Tech Stack
AirflowApacheAWSCloudGoogle Cloud PlatformHadoopNoSQLPySparkPythonSpark
About the role
- Design and develop scalable and efficient data pipelines within the Big Data ecosystem using Apache Spark and Apache Airflow; document new and existing pipelines and datasets to ensure clarity and maintainability.
- Demonstrate and implement data architecture and management practices across data pipelines, data lakes, and modern data warehousing, including virtual data warehouses and push-down analytics.
- Write clean, efficient, and maintainable code in Python to support data processing and platform functionality.
- Utilize cloud-based infrastructures (AWS/GCP) and their services, including compute resources, databases, and data warehouses; manage and optimize cloud-based data infrastructure.
- Develop and manage workflows using Apache Airflow for scheduling and orchestrating data processing jobs and create/maintain Airflow DAGs.
- Implement and maintain Big Data architecture including cluster installation, configuration, monitoring, security, resource management, maintenance, and performance tuning.
- Create detailed designs and proof-of-concepts (POCs) to enable new workloads and technical capabilities on the platform; collaborate with platform and infrastructure engineers to implement capabilities in production.
- Manage workloads and optimize resource allocation and scheduling across multiple tenants to fulfill SLAs.
- Participate in planning activities and collaborate with data science teams to enhance platform skills and capabilities.
Requirements
- Minimum 10+ years of hands-on experience in Big Data technologies, including a minimum of 3 year's experience working with Spark, Pyspark.

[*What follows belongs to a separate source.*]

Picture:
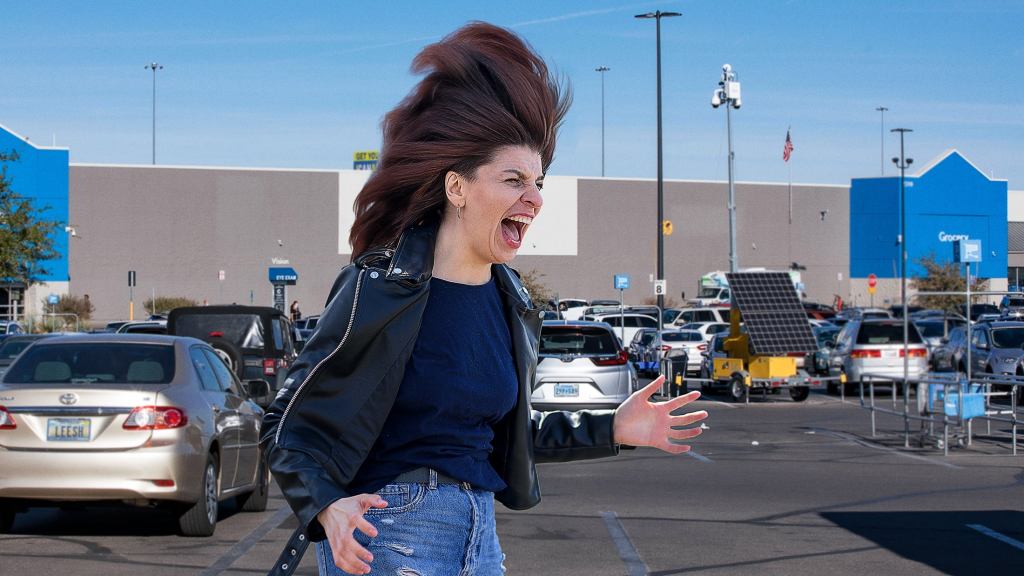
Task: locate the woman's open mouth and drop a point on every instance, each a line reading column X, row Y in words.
column 513, row 230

- Experience with Google Cloud Platform (GCP) is preferred, particularly with Dataproc, and at least 6 years of experience in cloud environments is required.
- Must have hands-on experience in managing cloud-deployed solutions, preferably on AWS, along with NoSQL and Graph databases.

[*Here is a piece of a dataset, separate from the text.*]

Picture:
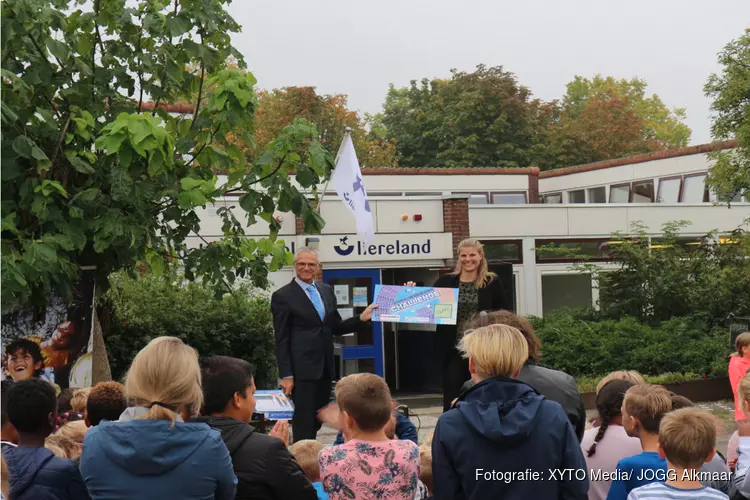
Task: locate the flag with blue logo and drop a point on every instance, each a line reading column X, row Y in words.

- Prior experience working in a global organization and within a DevOps model is considered a strong plus.
- Exhibit expert-level programming skills in Python, with the ability to write clean, efficient, and maintainable code.
- Demonstrate familiarity with data pipelines, data lakes, and modern data warehousing practices, including virtual data warehouses and push-down analytics.
- Design and implement distributed data processing solutions using technologies like Apache Spark and Hadoop.
- Develop and manage workflows using Apache Airflow for scheduling and orchestrating data processing jobs; create and maintain Apache Airflow DAGs.
- Possess strong knowledge of Big Data architecture, including cluster installation, configuration, monitoring, security, resource management, maintenance, and performance tuning.